Politik di Indonesia masih didominasi oleh pendekatan identitas yang bersumber dari primeralisme. Walau Jokowi kerap dikaitkan dengan unsur Jawa serta mendapat dukungan dari kelompok nasionalis-religius yang moderat, ia sudah membuktikan diri dalam mengembangkan hubungan melewati batasan-batas identitas tersebut.
“Platform PSI yang bersifat inklusif mampu menguatkan narasi politik didasarkan pada rasa persaudaraan yang melewati batasan identitas terbatas. Kerjasama antara kedua belah pihak ini memiliki potensi untuk merombak politik identitas menjadi politik persaudaraan yang lebih luwes dan inklusif,” ungkap Darmizal.
Alasan kelima, Jokowi dikenal sebagai seorang praktisi politik yang berbasis pada etika dan moralitas. Gaya politiknya umumnya dianggap bersifat pragmatis.
Akan tetapi, sikap praktis ini tidak berarti tanpa pedoman moral, melainkan sebuah pendekatan praktis yang didasari oleh kenyataan akan keperluan masyarakat.

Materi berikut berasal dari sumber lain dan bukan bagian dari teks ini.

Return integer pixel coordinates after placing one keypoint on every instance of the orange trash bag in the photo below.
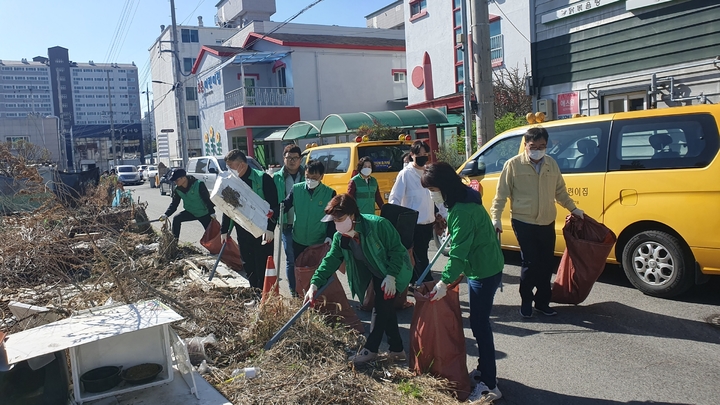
(437, 339)
(211, 241)
(333, 302)
(588, 244)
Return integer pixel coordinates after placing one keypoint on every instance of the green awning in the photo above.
(335, 124)
(302, 129)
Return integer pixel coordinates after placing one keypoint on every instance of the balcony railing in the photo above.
(259, 96)
(496, 49)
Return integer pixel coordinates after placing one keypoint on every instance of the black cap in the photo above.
(177, 173)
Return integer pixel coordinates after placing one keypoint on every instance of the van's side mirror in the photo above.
(470, 169)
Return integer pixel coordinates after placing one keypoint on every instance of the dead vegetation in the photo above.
(70, 260)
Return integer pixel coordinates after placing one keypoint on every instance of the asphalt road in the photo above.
(617, 347)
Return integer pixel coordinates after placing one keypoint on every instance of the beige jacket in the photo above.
(532, 195)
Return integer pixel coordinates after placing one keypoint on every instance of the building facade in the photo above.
(621, 55)
(165, 113)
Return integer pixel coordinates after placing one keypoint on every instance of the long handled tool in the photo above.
(222, 249)
(418, 283)
(295, 317)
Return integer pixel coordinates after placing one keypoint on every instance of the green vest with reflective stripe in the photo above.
(256, 178)
(309, 210)
(365, 194)
(192, 202)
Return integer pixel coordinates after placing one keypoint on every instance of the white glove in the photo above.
(439, 291)
(388, 286)
(310, 295)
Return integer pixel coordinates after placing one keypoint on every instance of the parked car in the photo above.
(128, 174)
(651, 176)
(206, 168)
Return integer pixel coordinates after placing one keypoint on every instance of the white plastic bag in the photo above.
(238, 201)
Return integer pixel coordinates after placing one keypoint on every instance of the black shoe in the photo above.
(526, 309)
(547, 311)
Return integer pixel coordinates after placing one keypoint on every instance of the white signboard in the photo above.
(575, 8)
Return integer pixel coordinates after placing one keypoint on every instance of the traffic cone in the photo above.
(271, 285)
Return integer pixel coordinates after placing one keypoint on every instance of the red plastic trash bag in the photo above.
(211, 241)
(588, 244)
(333, 302)
(437, 339)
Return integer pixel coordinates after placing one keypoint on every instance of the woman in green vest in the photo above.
(196, 202)
(371, 249)
(364, 188)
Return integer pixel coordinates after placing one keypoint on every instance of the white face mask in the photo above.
(437, 197)
(536, 154)
(312, 183)
(345, 226)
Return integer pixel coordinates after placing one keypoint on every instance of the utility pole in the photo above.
(179, 88)
(485, 120)
(466, 82)
(112, 121)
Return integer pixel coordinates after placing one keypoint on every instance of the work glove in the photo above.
(310, 295)
(388, 287)
(438, 292)
(498, 225)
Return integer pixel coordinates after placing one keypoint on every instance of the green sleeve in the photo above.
(331, 262)
(397, 254)
(461, 245)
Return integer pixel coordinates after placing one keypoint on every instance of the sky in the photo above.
(87, 27)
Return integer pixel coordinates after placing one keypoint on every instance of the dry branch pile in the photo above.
(42, 264)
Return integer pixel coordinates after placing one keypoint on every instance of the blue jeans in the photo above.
(482, 295)
(289, 257)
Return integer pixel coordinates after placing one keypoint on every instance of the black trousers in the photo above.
(537, 246)
(186, 216)
(255, 255)
(385, 322)
(421, 242)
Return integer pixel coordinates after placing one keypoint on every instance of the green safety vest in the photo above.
(309, 210)
(192, 201)
(365, 194)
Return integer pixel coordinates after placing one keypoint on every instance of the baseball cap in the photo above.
(177, 173)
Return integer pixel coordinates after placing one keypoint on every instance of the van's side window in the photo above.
(494, 157)
(580, 148)
(682, 141)
(201, 165)
(336, 160)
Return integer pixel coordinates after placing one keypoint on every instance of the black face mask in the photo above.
(420, 160)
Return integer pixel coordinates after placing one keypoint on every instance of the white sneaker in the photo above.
(481, 391)
(363, 357)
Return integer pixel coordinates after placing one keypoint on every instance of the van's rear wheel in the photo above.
(658, 264)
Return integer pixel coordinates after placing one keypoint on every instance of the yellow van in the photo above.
(341, 159)
(652, 176)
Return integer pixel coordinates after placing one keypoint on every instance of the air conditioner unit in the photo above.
(546, 106)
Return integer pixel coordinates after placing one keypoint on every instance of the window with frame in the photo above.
(189, 35)
(191, 93)
(193, 122)
(683, 141)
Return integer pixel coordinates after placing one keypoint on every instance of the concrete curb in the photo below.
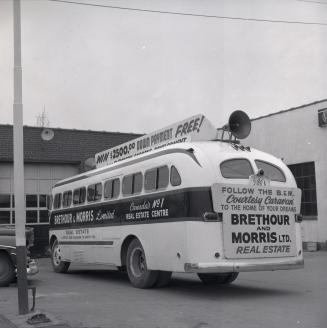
(20, 321)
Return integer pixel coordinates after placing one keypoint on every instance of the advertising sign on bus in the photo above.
(195, 128)
(257, 221)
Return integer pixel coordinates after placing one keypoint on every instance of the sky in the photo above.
(96, 68)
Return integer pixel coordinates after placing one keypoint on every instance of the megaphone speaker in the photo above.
(239, 124)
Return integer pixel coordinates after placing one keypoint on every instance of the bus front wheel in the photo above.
(57, 264)
(137, 270)
(217, 278)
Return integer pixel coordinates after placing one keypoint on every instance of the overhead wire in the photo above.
(190, 14)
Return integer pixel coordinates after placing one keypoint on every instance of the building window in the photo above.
(36, 208)
(31, 216)
(31, 200)
(4, 200)
(305, 177)
(4, 217)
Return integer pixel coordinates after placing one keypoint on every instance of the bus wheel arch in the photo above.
(123, 251)
(52, 240)
(136, 265)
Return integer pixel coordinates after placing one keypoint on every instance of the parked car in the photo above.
(8, 254)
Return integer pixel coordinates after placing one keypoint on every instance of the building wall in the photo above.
(295, 136)
(39, 179)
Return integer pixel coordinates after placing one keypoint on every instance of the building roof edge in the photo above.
(288, 110)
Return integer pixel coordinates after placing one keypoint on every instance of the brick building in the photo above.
(299, 136)
(46, 162)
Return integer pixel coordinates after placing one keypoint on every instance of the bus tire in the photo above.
(218, 278)
(138, 273)
(7, 270)
(58, 265)
(164, 278)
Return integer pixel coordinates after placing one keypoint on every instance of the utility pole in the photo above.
(20, 216)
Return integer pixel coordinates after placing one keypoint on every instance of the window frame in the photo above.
(273, 165)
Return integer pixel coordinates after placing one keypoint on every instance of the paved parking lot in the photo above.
(100, 298)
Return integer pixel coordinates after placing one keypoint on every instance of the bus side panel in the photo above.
(168, 249)
(204, 241)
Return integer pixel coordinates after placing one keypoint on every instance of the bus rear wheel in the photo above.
(57, 264)
(137, 269)
(218, 278)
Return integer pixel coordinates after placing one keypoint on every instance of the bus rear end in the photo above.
(256, 206)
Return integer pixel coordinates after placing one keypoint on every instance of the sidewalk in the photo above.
(100, 298)
(21, 321)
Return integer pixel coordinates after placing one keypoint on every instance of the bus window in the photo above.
(273, 172)
(67, 198)
(175, 178)
(76, 196)
(236, 169)
(98, 191)
(94, 192)
(137, 183)
(79, 196)
(111, 188)
(107, 189)
(127, 184)
(163, 177)
(82, 195)
(57, 201)
(115, 188)
(150, 179)
(90, 193)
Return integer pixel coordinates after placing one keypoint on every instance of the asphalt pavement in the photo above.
(98, 298)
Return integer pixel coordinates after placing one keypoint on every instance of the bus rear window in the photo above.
(271, 171)
(236, 169)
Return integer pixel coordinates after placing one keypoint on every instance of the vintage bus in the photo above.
(211, 207)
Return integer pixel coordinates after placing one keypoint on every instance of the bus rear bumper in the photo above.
(246, 265)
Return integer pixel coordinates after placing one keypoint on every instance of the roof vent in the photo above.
(47, 134)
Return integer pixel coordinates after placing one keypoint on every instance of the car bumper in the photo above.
(246, 265)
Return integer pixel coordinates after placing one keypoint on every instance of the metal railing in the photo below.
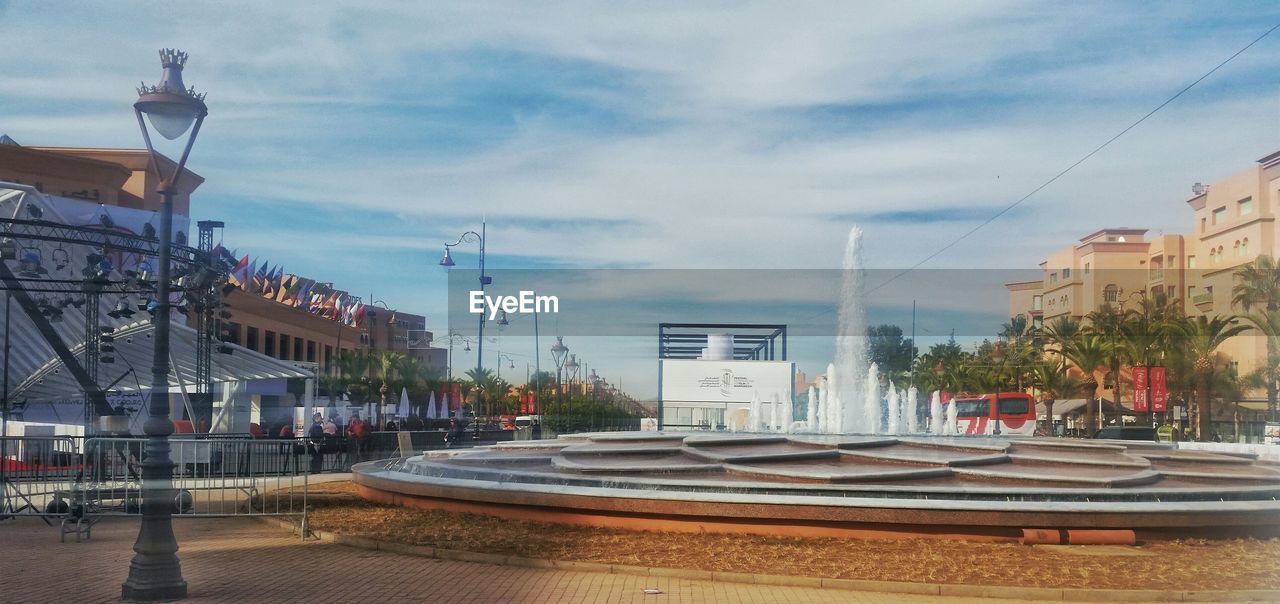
(32, 470)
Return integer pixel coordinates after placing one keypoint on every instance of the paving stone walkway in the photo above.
(242, 559)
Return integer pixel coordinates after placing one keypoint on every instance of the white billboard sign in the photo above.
(725, 381)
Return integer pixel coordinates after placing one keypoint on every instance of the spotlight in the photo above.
(31, 265)
(122, 311)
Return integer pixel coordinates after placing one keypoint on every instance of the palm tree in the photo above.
(1258, 284)
(1014, 329)
(1055, 381)
(1203, 335)
(1088, 352)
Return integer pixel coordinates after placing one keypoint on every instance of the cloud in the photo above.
(353, 142)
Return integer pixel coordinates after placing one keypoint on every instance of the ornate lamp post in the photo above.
(558, 352)
(570, 373)
(472, 237)
(155, 572)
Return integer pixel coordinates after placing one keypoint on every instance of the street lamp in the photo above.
(472, 237)
(570, 373)
(997, 356)
(155, 572)
(558, 352)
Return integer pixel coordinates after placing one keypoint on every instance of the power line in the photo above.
(1091, 154)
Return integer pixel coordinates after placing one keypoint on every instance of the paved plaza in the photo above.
(242, 559)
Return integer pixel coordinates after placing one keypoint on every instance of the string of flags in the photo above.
(315, 297)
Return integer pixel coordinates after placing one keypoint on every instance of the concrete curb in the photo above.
(1041, 594)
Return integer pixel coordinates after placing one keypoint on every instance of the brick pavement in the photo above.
(241, 559)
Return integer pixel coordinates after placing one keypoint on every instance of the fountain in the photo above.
(848, 470)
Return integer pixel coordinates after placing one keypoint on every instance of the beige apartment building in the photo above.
(1233, 223)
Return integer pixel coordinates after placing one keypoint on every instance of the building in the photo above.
(1233, 222)
(119, 178)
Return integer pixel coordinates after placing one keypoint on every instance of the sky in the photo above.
(350, 143)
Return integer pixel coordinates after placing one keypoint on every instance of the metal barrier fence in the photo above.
(33, 470)
(220, 476)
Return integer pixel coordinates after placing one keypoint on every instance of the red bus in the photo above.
(978, 415)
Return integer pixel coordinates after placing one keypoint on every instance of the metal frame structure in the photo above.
(752, 342)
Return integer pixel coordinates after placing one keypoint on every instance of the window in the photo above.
(1014, 407)
(973, 408)
(1219, 215)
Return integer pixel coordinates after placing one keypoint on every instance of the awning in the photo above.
(133, 351)
(1075, 406)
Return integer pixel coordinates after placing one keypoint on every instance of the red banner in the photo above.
(528, 403)
(1139, 389)
(1159, 396)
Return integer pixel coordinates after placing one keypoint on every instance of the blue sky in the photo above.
(348, 143)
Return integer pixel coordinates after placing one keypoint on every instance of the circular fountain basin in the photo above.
(851, 485)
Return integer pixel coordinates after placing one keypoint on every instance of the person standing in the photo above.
(315, 440)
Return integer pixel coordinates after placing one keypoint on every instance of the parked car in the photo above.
(1127, 433)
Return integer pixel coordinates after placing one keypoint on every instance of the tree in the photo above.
(1088, 352)
(1015, 329)
(1258, 284)
(1203, 335)
(1055, 383)
(888, 349)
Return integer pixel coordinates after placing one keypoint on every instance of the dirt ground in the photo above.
(1185, 564)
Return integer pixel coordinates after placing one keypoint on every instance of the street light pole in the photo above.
(155, 572)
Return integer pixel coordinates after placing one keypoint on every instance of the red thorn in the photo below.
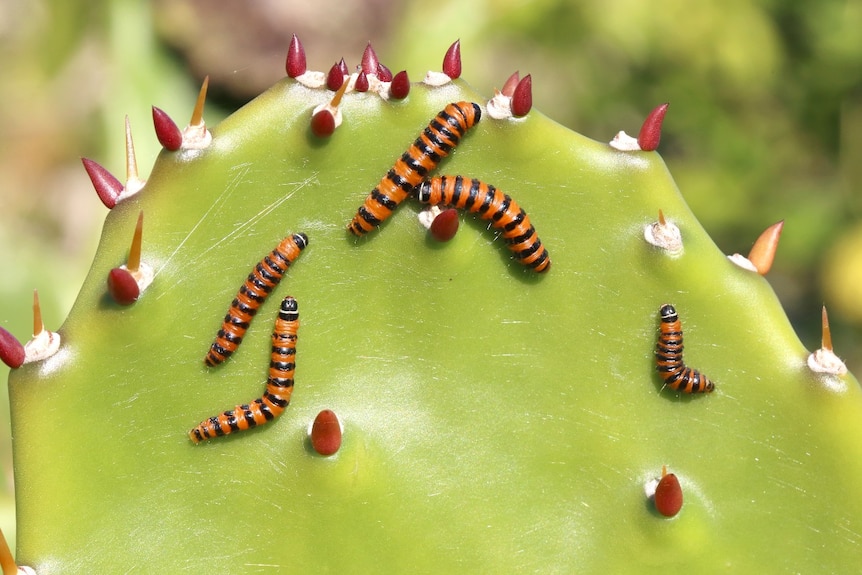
(169, 135)
(11, 350)
(335, 77)
(326, 433)
(323, 123)
(668, 494)
(295, 65)
(108, 188)
(650, 134)
(522, 97)
(361, 84)
(509, 87)
(400, 86)
(445, 225)
(452, 60)
(763, 251)
(384, 74)
(123, 287)
(370, 62)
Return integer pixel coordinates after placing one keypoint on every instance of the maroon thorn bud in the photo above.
(326, 433)
(323, 123)
(169, 135)
(510, 84)
(296, 65)
(123, 287)
(370, 62)
(400, 86)
(452, 60)
(668, 494)
(445, 225)
(11, 350)
(342, 65)
(361, 84)
(522, 97)
(650, 134)
(335, 77)
(108, 188)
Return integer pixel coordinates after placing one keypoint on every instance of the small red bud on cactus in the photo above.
(522, 97)
(326, 433)
(650, 134)
(123, 287)
(335, 77)
(512, 81)
(11, 350)
(108, 188)
(370, 62)
(169, 135)
(668, 494)
(361, 84)
(452, 60)
(445, 225)
(762, 253)
(296, 64)
(400, 85)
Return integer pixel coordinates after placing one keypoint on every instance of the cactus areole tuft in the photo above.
(494, 419)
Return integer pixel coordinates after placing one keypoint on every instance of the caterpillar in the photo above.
(668, 357)
(279, 384)
(490, 204)
(254, 291)
(433, 144)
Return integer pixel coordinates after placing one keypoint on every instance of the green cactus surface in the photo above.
(495, 420)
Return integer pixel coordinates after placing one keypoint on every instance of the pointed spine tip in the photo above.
(826, 338)
(134, 262)
(296, 63)
(335, 77)
(763, 251)
(370, 63)
(522, 97)
(167, 132)
(650, 134)
(452, 60)
(108, 188)
(399, 88)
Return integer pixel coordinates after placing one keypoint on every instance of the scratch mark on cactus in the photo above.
(238, 230)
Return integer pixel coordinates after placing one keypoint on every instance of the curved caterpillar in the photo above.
(668, 357)
(254, 291)
(279, 384)
(490, 204)
(433, 144)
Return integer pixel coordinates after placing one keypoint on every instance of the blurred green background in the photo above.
(765, 121)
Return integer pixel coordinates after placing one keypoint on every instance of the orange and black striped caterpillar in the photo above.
(491, 204)
(254, 291)
(279, 384)
(433, 144)
(668, 357)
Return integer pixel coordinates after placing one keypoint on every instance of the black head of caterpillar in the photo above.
(668, 357)
(443, 133)
(279, 384)
(260, 282)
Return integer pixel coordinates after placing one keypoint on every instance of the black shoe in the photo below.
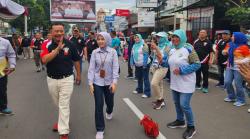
(176, 124)
(189, 133)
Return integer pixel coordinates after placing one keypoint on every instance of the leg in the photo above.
(179, 112)
(139, 75)
(147, 88)
(238, 80)
(3, 93)
(228, 84)
(198, 78)
(65, 92)
(99, 101)
(109, 100)
(204, 69)
(185, 99)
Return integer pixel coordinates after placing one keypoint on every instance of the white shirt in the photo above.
(181, 83)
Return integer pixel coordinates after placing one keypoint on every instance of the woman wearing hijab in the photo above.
(103, 76)
(237, 52)
(183, 62)
(159, 71)
(140, 58)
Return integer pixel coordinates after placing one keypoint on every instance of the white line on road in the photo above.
(139, 114)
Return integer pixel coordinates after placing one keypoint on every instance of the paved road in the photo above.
(35, 112)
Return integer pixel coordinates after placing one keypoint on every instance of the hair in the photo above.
(113, 33)
(56, 24)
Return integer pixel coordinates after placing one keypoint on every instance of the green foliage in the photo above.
(239, 15)
(39, 15)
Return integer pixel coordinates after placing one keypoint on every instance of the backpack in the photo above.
(150, 127)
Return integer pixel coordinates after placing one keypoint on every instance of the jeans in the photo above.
(142, 75)
(3, 92)
(204, 70)
(221, 69)
(182, 106)
(238, 80)
(102, 93)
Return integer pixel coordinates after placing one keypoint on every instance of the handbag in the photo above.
(150, 127)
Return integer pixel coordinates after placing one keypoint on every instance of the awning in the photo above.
(10, 9)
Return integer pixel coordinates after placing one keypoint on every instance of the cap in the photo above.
(161, 34)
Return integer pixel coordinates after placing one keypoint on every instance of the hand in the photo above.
(78, 80)
(245, 71)
(91, 89)
(8, 71)
(113, 87)
(176, 71)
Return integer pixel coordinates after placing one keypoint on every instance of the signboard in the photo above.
(146, 19)
(146, 3)
(122, 12)
(109, 19)
(73, 10)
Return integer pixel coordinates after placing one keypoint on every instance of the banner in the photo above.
(146, 3)
(146, 19)
(122, 12)
(73, 10)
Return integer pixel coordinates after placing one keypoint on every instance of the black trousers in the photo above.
(3, 92)
(204, 70)
(221, 71)
(130, 70)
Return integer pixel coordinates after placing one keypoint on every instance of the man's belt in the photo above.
(59, 76)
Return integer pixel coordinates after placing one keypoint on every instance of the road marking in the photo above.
(139, 114)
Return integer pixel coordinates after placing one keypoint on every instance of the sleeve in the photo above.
(11, 55)
(193, 66)
(115, 67)
(45, 51)
(91, 70)
(75, 55)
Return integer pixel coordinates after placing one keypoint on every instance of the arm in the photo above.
(194, 66)
(91, 70)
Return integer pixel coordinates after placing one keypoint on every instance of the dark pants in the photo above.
(204, 70)
(221, 71)
(3, 92)
(142, 75)
(102, 93)
(130, 70)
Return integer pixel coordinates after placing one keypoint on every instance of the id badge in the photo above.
(102, 73)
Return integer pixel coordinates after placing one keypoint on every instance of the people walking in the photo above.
(7, 66)
(60, 56)
(103, 76)
(159, 71)
(37, 50)
(140, 59)
(203, 47)
(220, 59)
(236, 50)
(183, 62)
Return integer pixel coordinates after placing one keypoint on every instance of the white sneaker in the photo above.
(144, 96)
(99, 135)
(135, 92)
(109, 116)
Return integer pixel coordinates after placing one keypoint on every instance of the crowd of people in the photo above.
(166, 55)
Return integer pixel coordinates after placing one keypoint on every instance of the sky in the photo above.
(114, 4)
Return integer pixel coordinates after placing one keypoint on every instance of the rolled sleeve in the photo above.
(115, 68)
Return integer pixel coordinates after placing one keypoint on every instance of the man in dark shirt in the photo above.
(37, 50)
(203, 47)
(90, 45)
(221, 59)
(78, 41)
(60, 55)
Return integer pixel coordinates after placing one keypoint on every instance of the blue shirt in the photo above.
(111, 67)
(116, 43)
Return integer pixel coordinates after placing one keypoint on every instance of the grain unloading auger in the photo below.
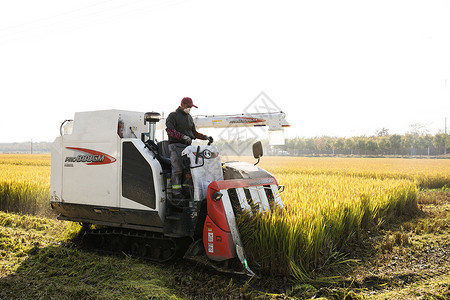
(108, 170)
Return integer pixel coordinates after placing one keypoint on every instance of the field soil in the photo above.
(408, 258)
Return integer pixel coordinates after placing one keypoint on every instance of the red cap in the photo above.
(188, 102)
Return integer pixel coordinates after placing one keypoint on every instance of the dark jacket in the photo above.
(179, 124)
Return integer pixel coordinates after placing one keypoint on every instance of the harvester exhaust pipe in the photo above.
(257, 151)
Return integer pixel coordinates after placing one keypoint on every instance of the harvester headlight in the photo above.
(207, 154)
(217, 196)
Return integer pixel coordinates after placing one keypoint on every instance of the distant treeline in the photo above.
(395, 144)
(402, 145)
(26, 147)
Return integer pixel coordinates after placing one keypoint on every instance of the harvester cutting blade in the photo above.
(235, 233)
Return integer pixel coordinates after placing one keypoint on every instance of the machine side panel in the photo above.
(90, 173)
(137, 177)
(141, 181)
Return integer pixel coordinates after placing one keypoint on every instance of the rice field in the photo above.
(329, 202)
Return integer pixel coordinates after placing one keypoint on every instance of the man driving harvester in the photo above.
(181, 131)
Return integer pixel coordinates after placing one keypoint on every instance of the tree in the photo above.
(396, 142)
(382, 132)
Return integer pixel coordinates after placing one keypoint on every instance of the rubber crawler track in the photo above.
(139, 244)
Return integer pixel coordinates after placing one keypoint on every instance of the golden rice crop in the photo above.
(25, 183)
(426, 173)
(322, 213)
(328, 201)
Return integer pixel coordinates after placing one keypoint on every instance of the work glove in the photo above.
(187, 140)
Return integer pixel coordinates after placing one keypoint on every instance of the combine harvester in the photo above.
(108, 169)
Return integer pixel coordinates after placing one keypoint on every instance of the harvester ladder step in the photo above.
(276, 196)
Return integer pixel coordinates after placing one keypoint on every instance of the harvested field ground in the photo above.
(408, 259)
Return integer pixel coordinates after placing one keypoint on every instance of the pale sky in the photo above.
(337, 68)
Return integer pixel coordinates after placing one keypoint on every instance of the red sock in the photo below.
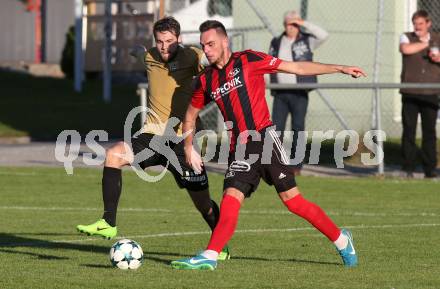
(229, 209)
(314, 215)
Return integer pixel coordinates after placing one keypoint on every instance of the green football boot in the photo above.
(225, 254)
(99, 228)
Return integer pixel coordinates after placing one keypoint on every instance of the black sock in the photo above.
(212, 218)
(111, 190)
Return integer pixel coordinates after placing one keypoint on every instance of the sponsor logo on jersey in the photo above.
(226, 88)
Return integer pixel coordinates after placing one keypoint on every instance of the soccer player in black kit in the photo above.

“PSI dengan visinya yang menekankan transparansi dan penolakan terhadap korupsi bisa menyuntikkan elemen etis ke dalam praktik politik yang cenderung realistis. Campuran antara sikap praktis milik Jokowi dan aspirasi mulia dari PSI memiliki potensi untuk membentuk suatu pendekatan politik yang fokus pada pencapaian hasil sambil tetap memelihara prinsip-prinsip moral dan etika,” ujarnya.
Alasan keenam versi Darmzal adalah pentingnya solidaritas sebagai fondasi bagi kebijakan publik. Untuk menciptakan kebijakan publik yang berhasil, diperlukan pengetahuan mendalam mengenai keperluan masyarakat tersebut.
Dengan gaya kepemimpinannya yang “dekat dengan rakyat,” Jokowi sudah membuktikan kapabilitasnya dalam merancang kebijakan yang peka terhadap permintaan publik.
“PSI bisa mengubah pendekatan tersebut menjadi sebuah platform kebijakan berdasarkan data yang menyeluruh tapi masih fokus pada kelompok terpinggirkan. Model pembuatan kebijakan publik yang didasari oleh rasa persaudaraan ini menawarkan pilihan dibandingkan dengan aturan-aturan yang lebih condong kepada elit dan lepas dari kenyataan masyarakat,” katanya.
Alasannya yang kelima belas, sebagaimana dijelaskan oleh Darmizal, pendekatan Jokowi dalam mendorong demokratisasi ruang ekonomi sangat penting. Ini mencerminkan bahwa keadilan ekonomi merupakan aspek vital dari konsep solidaritas.
Dengan program-program terkait infrastuktur dan ekonominya, Jokowi sudah berusaha untuk mengembangkan keterhubungan ekonomi diantara wilayah-wilayah serta menyebarkan pembangunan secara merata.
“PSI bisa menguatkan tujuan tersebut dengan mendukung demokratisasi ekonomi yang lebih adil, terutama untuk pemuda serta komunitas perifer. Kerjasamanya memiliki potensi merancang pola pengembangan ekonomi yang tak sekadar bergantung pada pertumbuhan, melainkan juga menekankan aspek kesetaraan, manfaatan, dan kelestarian,” jelasnya.
Alasan ketigabelas menurut penjelasannya adalah bahwa Jokowi menerapkan pendekatan politik berdasarkan komunitas. Di sinilah solidaritas berkembang pesat di lingkungan komunitas yang kokoh. Pengalaman Jokowi selama menjadi walikota dan gubernur membuatnya menyadari betapa pentingnya menguatkan komunitas setempat.
“PSI bersama jaringan paraaktivis muda mereka memiliki kemampuan untuk menyatukan komunitas berdasarkan isu tertentu. Kerjasama ini bisa membentuk pola politik yang tak sekadar bergantung pada struktur partai resmi, namun juga melibatkan jejaring komunitas yang aktif dan peka terhadap perubahan sosial,” ungkap Darmizal.
Alasan kesembilan ialah Jokowi bakal dapat mengubah konsep kepemimpinan di masa perubahan disruptif.
Zaman digital serta perubahan teknologi membawa tantangan seiring dengan peluang untuk demokrasi.
Jokowi sudah membuktikan fleksibilitasnya dalam menghadapi perkembangan, walaupun menggunakan metode yang sesekali bersifat tradisional.
“PSI, sebagai partai yang familiar dengan teknologi dan isu-isu modern, bisa berperan dalam meredefinisi konsep kepemimpinan yang peka terhadap perubahan disruptif. Gaya kepemimpinan yang menyatukan hikmah lama dengan kelenturan digital ini sangat penting guna menyelesaikan masalah-masalah di masa depan sambil mempertahankan prinsip persaudaraan,” jelas Darmizal.